換藥之後,已經是中午的一點,食堂已經關門了,而此刻校園裏靜悄悄的,學生要麽已經回宿舍,要麽已經回家了。
我亦步亦趨地跟在顧北辰的屁股後邊。
現在這個時候,宿舍樓已經門禁了,我們是不可能回宿舍休息的,但顧北辰這是要帶我去哪裏?
他徑自地繞過了教學樓,繞過了後山,來到了後門。
我問:“你來後門幹什麽?”
“拿飯。”他說著,就走到後門。
後門是一扇三米寬的鐵閘,由於後門常年不開,因此這裏是不設立門衛的。
顧北辰用手敲了敲鐵閘。
不一會,鐵閘的上方就出現一根帶鐵圈的竹竿,竹竿的鐵圈串了一根麻繩,麻繩一端係著兩個白色的塑料袋,裏麵似乎裝著四盒圓筒的東西,麻繩緩緩地將那兩袋子東西放下來。

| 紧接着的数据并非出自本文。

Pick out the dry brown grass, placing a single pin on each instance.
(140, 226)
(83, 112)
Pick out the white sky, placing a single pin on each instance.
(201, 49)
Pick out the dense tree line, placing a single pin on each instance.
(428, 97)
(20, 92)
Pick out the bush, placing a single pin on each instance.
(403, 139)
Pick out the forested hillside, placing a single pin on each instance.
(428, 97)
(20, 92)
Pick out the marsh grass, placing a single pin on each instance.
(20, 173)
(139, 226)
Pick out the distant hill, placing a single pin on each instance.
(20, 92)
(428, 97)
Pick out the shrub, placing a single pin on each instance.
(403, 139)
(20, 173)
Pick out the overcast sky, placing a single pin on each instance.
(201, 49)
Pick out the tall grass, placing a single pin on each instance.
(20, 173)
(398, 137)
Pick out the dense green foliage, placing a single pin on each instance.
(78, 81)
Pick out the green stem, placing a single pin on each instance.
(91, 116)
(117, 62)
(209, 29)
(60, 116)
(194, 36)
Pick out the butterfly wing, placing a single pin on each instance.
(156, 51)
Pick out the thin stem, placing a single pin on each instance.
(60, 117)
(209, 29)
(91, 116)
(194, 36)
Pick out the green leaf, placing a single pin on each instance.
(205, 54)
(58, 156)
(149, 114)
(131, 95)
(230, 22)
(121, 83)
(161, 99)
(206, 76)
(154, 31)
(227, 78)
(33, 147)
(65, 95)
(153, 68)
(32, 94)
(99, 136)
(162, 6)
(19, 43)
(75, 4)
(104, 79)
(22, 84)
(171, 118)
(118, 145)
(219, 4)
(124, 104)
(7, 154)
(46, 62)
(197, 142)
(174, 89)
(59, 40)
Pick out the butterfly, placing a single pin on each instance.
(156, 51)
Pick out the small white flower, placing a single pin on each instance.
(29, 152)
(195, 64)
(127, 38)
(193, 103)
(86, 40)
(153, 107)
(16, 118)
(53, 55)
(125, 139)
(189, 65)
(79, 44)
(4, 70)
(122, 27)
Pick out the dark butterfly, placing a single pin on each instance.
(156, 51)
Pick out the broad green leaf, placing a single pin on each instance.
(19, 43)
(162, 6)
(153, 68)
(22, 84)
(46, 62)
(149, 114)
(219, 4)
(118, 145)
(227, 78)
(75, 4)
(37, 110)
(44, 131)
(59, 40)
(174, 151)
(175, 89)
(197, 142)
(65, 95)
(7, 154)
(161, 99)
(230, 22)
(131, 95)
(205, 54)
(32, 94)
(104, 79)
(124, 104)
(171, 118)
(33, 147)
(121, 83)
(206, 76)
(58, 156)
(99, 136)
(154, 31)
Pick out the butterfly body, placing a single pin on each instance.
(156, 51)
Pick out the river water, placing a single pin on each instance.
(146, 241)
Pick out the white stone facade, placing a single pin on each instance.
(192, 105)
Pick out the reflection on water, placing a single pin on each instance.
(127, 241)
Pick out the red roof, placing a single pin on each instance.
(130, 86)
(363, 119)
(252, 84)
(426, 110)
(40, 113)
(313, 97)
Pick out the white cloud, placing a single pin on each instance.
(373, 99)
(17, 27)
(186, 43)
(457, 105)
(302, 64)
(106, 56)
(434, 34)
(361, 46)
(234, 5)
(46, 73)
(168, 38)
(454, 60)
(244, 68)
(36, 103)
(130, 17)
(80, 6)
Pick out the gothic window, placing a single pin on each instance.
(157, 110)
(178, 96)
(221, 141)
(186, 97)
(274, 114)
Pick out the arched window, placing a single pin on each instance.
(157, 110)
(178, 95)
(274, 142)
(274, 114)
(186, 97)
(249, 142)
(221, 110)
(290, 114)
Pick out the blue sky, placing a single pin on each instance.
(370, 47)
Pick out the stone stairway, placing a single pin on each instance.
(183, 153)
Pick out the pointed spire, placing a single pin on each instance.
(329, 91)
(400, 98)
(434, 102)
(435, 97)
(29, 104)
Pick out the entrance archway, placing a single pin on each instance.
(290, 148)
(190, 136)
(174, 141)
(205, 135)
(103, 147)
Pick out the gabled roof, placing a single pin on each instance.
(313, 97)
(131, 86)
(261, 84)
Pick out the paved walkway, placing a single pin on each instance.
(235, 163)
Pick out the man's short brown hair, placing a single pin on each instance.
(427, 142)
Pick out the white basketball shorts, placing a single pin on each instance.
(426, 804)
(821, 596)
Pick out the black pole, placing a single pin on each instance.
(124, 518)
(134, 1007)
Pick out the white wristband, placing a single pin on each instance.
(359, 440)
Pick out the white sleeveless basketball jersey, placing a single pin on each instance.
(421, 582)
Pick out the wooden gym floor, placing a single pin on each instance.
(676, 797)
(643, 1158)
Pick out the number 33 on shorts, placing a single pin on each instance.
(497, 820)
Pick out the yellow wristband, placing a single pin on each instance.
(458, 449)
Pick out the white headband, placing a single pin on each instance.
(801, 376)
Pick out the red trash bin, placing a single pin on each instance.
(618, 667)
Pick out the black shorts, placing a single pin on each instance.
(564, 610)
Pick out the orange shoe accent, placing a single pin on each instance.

大約到了顧北辰的胸前,他就敲了一下鐵閘,動手解開兩個塑料袋,再敲一下鐵閘,那根空蕩蕩的麻繩就快速地躥了上去,不一會,那麻繩和竹竿不見了。
顧北辰把那兩袋子東西扔給我:“跟我走。”
他沒回教學樓,而是去了後山的一個亭子裏。
我瘸著,又拎著兩袋子外賣,一路尾隨,走得滿頭大汗。
好不容易屁股一沾石椅,顧北辰就使喚起來了:“把外賣拿過來。”
這個混蛋!
我心裏忍不住罵了他一句,但還是乖乖地把外賣拿到他麵前。
他打開來,自顧自地吃了起來,完全把我晾曬在一旁。
站在一旁的我看著他一手抓著一隻炸雞腿,一手拿著一個漢堡包,吃的滿嘴都是油,自己不禁吞咽了一下唾沫。
不行!我不能這麽失態。
想著,我就扭過頭,坐得離他遠遠的。
顧北辰一看我走開了,他就開始邊吃邊說:“太好吃了!還是老黃家的雞腿炸得最香脆.......”
一聽,我的肚子很不爭氣地咕嚕咕嚕叫起來。
這個胖子絕對是故意的!明知道我也沒吃飯!此時此刻,我真的好餓啊!
“林鹿,想吃嗎?”顧北辰走過來,舉著另一隻雞腿在我的麵前晃悠。
我搖頭。
“給你。”他直接塞進我的手裏。
“為......”
為什麽的後麵兩個字還沒說出口,他就搶話道:“今天的早餐就用這個抵消。”
“好啊!”我抓起雞腿就啃咬了起來。
果不其然,雞腿的皮炸得很脆,肉感很嫩,一咬下去,肉汁流了出來,香味充斥著整個口腔。
好香!好好吃啊!
“以後中午別給我占座,換完藥就去後門給我拿外賣,送到我班裏去。”顧北辰丟下這句話就消失在竹林裏。
竹林那頭的盡頭是教學樓的左側,我猜想他應該是回課室去了。
吃完後,我收拾了垃圾,在附近的荷花池裏洗了洗手。
“你就說我嘴硬,那你親一下,看看是軟的還是硬的?”
這時,我聽到了童樂樂的聲音。
我當時沒考慮這話裏的意思,就循聲找去,在一棵杏花樹下,正好撞見了童樂樂和紀默正在親吻的一幕。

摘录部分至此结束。